Get to the Test Centre offices – nice lady takes my licence off me – gives me a key to a locker for my stuff so I don’t cheat and something to read quickly as I’m only just in time. I have little idea what it said but on the basis that I wasn’t agreeing to electric shocks every time I got an answer wrong or missed a hazard I signed anyway.

Did the theory bit – very confident – but we all know that this can lead to a glaringly obvious balls up later.

Then settled down for the Hazard Perception bit – quite relaxed by now because I was going to fail – I couldn’t spot a heavily laden 30 foot trailer bearing down on my side of the road in time to click the mouse and get five points.

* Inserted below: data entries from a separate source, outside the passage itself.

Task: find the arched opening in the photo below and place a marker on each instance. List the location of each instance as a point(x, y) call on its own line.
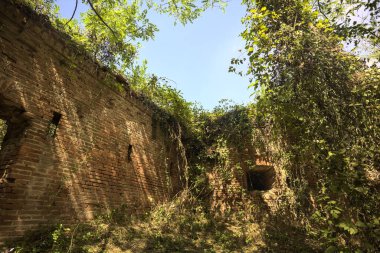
point(260, 178)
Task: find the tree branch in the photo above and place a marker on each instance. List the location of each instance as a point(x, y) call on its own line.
point(72, 16)
point(100, 17)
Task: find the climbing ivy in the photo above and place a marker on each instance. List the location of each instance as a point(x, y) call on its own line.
point(322, 105)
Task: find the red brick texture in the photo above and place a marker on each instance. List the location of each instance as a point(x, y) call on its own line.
point(88, 164)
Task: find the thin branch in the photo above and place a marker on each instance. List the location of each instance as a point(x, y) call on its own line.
point(100, 17)
point(320, 9)
point(72, 16)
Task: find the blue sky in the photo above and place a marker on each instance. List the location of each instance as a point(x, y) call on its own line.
point(196, 56)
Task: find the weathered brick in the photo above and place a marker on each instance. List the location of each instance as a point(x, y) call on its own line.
point(85, 165)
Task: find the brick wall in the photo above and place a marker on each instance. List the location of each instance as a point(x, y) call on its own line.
point(105, 151)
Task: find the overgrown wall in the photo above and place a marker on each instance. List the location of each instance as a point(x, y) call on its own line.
point(105, 151)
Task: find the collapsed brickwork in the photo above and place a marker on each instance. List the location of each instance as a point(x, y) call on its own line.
point(73, 145)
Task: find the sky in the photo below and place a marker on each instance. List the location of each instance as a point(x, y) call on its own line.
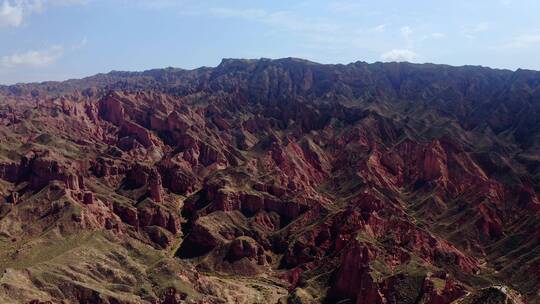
point(62, 39)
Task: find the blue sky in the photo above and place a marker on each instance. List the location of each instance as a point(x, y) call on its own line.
point(62, 39)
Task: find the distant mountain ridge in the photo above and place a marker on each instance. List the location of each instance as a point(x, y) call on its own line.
point(278, 180)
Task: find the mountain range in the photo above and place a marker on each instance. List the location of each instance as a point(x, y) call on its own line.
point(273, 181)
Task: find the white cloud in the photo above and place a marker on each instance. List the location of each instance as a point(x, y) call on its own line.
point(13, 12)
point(284, 20)
point(399, 55)
point(471, 32)
point(11, 15)
point(407, 32)
point(32, 58)
point(524, 41)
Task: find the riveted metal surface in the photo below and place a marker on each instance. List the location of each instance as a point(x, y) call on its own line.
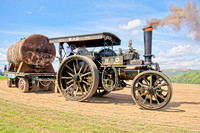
point(35, 51)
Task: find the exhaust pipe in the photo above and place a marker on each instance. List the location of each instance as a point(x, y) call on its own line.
point(148, 45)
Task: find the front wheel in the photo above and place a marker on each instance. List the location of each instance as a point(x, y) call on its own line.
point(9, 82)
point(151, 90)
point(77, 78)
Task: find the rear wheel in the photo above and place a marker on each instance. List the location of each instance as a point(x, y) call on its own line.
point(151, 90)
point(23, 85)
point(78, 78)
point(47, 85)
point(9, 82)
point(101, 92)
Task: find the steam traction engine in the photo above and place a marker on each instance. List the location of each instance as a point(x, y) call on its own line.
point(98, 73)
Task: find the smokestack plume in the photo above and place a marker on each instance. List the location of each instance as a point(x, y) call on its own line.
point(189, 15)
point(147, 45)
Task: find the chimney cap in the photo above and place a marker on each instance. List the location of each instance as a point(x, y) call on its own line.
point(148, 29)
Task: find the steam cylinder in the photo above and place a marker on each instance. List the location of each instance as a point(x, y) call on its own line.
point(35, 51)
point(148, 45)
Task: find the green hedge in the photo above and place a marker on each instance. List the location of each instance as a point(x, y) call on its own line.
point(191, 77)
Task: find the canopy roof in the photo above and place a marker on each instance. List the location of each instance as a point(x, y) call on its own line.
point(90, 40)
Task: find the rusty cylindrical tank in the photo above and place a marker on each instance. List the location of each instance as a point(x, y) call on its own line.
point(35, 51)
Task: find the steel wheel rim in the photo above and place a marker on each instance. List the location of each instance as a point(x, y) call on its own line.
point(109, 78)
point(76, 78)
point(21, 84)
point(151, 90)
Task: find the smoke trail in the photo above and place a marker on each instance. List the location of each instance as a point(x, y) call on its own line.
point(189, 15)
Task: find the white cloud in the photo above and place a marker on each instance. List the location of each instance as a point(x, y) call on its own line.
point(131, 25)
point(35, 11)
point(134, 32)
point(177, 51)
point(28, 12)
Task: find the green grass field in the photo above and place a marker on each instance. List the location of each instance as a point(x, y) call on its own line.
point(191, 77)
point(15, 117)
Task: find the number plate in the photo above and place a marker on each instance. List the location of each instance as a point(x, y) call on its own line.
point(112, 60)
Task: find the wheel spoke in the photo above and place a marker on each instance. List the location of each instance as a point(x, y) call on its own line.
point(74, 68)
point(80, 88)
point(70, 74)
point(69, 68)
point(86, 74)
point(74, 87)
point(69, 82)
point(77, 64)
point(145, 100)
point(156, 99)
point(80, 69)
point(155, 81)
point(143, 94)
point(160, 96)
point(86, 82)
point(85, 68)
point(66, 77)
point(161, 90)
point(146, 87)
point(163, 84)
point(146, 81)
point(69, 87)
point(151, 80)
point(76, 91)
point(84, 88)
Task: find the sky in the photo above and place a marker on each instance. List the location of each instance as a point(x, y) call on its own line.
point(124, 18)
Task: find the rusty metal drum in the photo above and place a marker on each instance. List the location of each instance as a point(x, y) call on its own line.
point(35, 51)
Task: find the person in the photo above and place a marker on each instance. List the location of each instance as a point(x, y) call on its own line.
point(82, 50)
point(70, 51)
point(5, 68)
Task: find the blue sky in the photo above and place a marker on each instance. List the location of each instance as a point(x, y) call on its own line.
point(125, 18)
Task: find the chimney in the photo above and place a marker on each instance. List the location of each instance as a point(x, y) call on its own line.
point(147, 45)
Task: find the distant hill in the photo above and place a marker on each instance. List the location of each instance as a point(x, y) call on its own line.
point(174, 72)
point(190, 77)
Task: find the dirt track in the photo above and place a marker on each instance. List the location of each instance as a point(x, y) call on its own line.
point(182, 112)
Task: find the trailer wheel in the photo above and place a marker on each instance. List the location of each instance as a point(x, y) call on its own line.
point(101, 92)
point(9, 82)
point(151, 90)
point(23, 85)
point(47, 85)
point(77, 78)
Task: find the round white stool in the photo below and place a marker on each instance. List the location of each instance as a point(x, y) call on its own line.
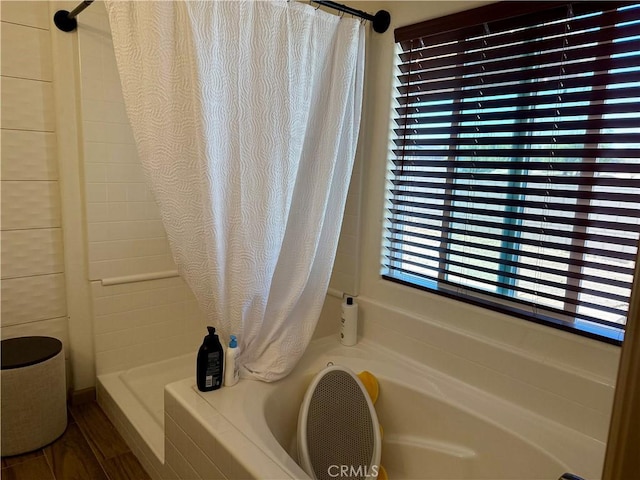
point(34, 406)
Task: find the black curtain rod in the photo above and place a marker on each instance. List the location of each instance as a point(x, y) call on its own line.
point(66, 21)
point(380, 20)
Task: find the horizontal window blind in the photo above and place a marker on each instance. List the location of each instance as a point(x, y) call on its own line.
point(515, 163)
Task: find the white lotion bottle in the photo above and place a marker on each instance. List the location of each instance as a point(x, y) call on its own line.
point(231, 373)
point(349, 322)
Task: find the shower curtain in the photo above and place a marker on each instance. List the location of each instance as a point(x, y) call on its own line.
point(246, 117)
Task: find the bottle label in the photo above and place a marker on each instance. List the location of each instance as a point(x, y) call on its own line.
point(213, 374)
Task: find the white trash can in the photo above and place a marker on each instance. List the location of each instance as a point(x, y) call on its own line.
point(33, 396)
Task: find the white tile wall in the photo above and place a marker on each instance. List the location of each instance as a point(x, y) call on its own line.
point(30, 204)
point(30, 52)
point(126, 236)
point(33, 287)
point(32, 13)
point(134, 323)
point(33, 298)
point(144, 322)
point(27, 104)
point(31, 252)
point(29, 155)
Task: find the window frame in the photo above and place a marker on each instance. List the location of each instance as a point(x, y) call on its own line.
point(487, 299)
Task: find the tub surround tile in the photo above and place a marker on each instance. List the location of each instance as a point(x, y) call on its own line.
point(29, 55)
point(31, 252)
point(178, 463)
point(517, 389)
point(33, 298)
point(150, 456)
point(221, 443)
point(34, 14)
point(191, 452)
point(29, 155)
point(27, 105)
point(30, 204)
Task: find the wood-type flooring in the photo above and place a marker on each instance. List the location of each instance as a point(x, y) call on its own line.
point(89, 449)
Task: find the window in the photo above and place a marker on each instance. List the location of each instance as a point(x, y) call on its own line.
point(514, 178)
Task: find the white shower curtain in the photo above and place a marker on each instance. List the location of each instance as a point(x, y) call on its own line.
point(246, 117)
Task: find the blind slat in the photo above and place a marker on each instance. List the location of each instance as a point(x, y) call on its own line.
point(515, 165)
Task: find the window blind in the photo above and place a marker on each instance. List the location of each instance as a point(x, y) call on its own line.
point(515, 162)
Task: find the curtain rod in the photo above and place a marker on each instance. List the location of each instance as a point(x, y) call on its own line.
point(380, 20)
point(66, 21)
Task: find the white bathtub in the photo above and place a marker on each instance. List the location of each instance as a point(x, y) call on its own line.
point(435, 427)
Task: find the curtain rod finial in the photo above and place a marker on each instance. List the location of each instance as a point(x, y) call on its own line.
point(63, 22)
point(381, 21)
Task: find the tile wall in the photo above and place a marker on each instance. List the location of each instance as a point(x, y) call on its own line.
point(134, 322)
point(33, 280)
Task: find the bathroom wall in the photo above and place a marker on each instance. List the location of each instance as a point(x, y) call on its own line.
point(33, 276)
point(139, 322)
point(136, 321)
point(557, 374)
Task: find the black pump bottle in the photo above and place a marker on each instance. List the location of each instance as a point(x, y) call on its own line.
point(210, 363)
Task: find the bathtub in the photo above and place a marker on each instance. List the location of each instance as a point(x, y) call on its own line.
point(435, 427)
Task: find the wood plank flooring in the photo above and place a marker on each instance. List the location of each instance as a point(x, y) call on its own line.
point(90, 449)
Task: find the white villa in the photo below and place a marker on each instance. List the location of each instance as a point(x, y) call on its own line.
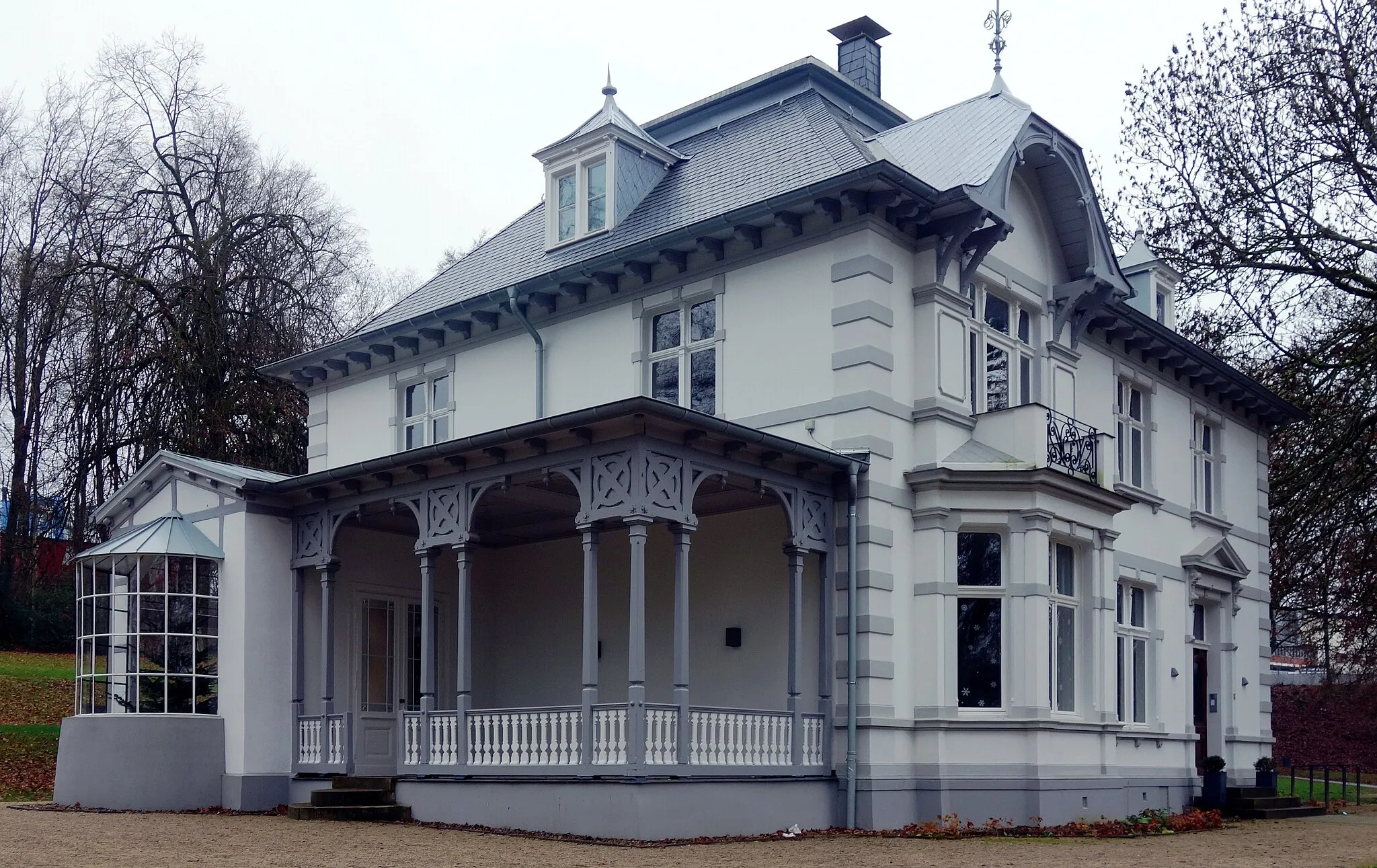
point(791, 462)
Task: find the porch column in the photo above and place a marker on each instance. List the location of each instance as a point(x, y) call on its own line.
point(328, 637)
point(590, 693)
point(428, 558)
point(825, 638)
point(637, 647)
point(796, 555)
point(463, 642)
point(298, 644)
point(682, 537)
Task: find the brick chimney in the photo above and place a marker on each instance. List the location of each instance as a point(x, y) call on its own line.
point(858, 52)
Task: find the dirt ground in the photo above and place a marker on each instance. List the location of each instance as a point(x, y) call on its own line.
point(52, 839)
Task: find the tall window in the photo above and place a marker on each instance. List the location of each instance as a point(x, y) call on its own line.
point(980, 631)
point(683, 356)
point(1131, 619)
point(578, 200)
point(426, 412)
point(1062, 629)
point(1207, 466)
point(1001, 357)
point(379, 663)
point(1132, 433)
point(148, 634)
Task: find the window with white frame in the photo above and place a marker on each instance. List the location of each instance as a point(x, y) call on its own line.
point(426, 409)
point(1062, 627)
point(683, 354)
point(1131, 638)
point(980, 633)
point(1207, 448)
point(579, 193)
point(1001, 353)
point(1131, 412)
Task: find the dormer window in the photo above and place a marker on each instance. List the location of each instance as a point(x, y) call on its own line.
point(582, 198)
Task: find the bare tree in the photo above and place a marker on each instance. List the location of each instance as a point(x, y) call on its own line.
point(1251, 159)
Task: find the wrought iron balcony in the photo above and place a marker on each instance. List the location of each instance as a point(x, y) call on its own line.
point(1072, 445)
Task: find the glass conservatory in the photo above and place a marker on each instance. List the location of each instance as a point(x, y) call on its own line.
point(148, 610)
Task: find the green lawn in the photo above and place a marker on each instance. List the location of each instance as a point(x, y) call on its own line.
point(1336, 789)
point(24, 664)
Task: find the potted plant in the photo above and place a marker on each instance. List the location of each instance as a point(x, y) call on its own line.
point(1216, 781)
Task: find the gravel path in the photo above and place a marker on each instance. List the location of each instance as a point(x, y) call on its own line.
point(52, 839)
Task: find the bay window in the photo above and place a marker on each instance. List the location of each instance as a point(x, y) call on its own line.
point(1062, 629)
point(1131, 655)
point(980, 631)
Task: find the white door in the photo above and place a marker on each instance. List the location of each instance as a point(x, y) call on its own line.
point(387, 655)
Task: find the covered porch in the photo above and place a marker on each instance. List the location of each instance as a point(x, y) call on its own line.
point(634, 594)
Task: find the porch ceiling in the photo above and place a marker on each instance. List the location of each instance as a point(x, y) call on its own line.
point(540, 500)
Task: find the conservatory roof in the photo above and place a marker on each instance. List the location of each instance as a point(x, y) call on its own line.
point(171, 534)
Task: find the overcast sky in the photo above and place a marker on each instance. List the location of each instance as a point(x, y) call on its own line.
point(422, 118)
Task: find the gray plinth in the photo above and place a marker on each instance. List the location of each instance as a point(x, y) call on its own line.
point(141, 762)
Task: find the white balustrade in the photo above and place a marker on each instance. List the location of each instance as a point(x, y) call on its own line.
point(338, 740)
point(813, 739)
point(609, 735)
point(444, 729)
point(662, 735)
point(411, 738)
point(309, 740)
point(525, 738)
point(736, 738)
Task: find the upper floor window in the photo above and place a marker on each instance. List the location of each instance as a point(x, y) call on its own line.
point(1062, 627)
point(1131, 408)
point(1207, 466)
point(980, 633)
point(1131, 627)
point(426, 407)
point(580, 198)
point(683, 356)
point(1001, 357)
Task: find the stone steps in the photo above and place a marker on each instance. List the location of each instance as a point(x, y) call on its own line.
point(361, 799)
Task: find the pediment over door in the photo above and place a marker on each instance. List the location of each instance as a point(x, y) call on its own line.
point(1215, 569)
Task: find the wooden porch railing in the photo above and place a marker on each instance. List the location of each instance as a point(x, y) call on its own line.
point(553, 736)
point(324, 743)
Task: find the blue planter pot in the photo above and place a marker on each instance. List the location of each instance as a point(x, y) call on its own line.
point(1216, 783)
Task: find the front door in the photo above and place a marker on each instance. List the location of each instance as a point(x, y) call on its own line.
point(389, 680)
point(1199, 689)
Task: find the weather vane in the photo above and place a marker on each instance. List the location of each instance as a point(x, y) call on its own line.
point(997, 21)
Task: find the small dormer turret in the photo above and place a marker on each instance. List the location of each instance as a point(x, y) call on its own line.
point(1153, 280)
point(599, 173)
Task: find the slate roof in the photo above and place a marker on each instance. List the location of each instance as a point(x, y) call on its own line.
point(960, 145)
point(781, 148)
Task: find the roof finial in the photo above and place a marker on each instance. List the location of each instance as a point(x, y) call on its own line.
point(997, 21)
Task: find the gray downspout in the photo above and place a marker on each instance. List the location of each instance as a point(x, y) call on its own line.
point(851, 648)
point(540, 350)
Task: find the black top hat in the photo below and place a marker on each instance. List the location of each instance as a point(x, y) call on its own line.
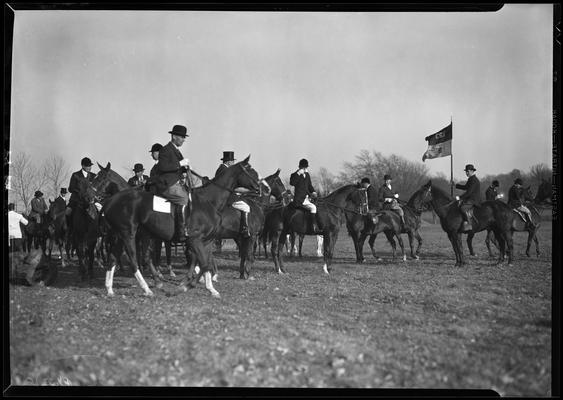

I got up from my chair before a lot of the others, walked out collected my things and my letter saying I’d failed the hazard perception and the number to let me out of the door downstairs. No doubt in my mind. Didn’t open it until I was in the lift, didn’t want to have hysterics in front public. ‘Congratulations, you have passed’. What, is this mine, yes it’s got my name at the top, does it just mean the Theory bit? Look at the scores for the hazards, there’s no way they add up to 44.

Got out of the lift, went to the first door, it’s the stairs, second door is some short of fire escape/cupboard, third door has a key pad, bit of a clue as I have a number. Manage to get back into the foyer – security guard coming out of his office – possibly because there’s CCTV everywhere and I’d been trying doors like a loon.

Him: ‘From the smile I take it you passed.’

Me: ‘Well, the letter says congratulations you’ve passed, but I don’t think I passed the hazard bit.’

Him: ‘I think there’s a bit of a clue in the Congratulations you’ve passed bit!’ And probably thinking ‘She could be on the road soon!!!!!’

Took it to a coffee shop and sat down, after ordering a Mocha, ‘cos apparently they don’t like you going in for a warm sit down without buying something! Looked at it properly and it clearly said ‘Congratulations you have passed’ but seeking yet more confirmation I read further and it clearly stated lower down 50 out of 50 for the theory element (yes, I know Smart Arse) and 50 out of 75 for the Hazard Perception and to cap it all suggested that I might like to ask my instructor for further information on Hazard Perception – my computer must have been talking!!!!!!!!! Wait till I get home.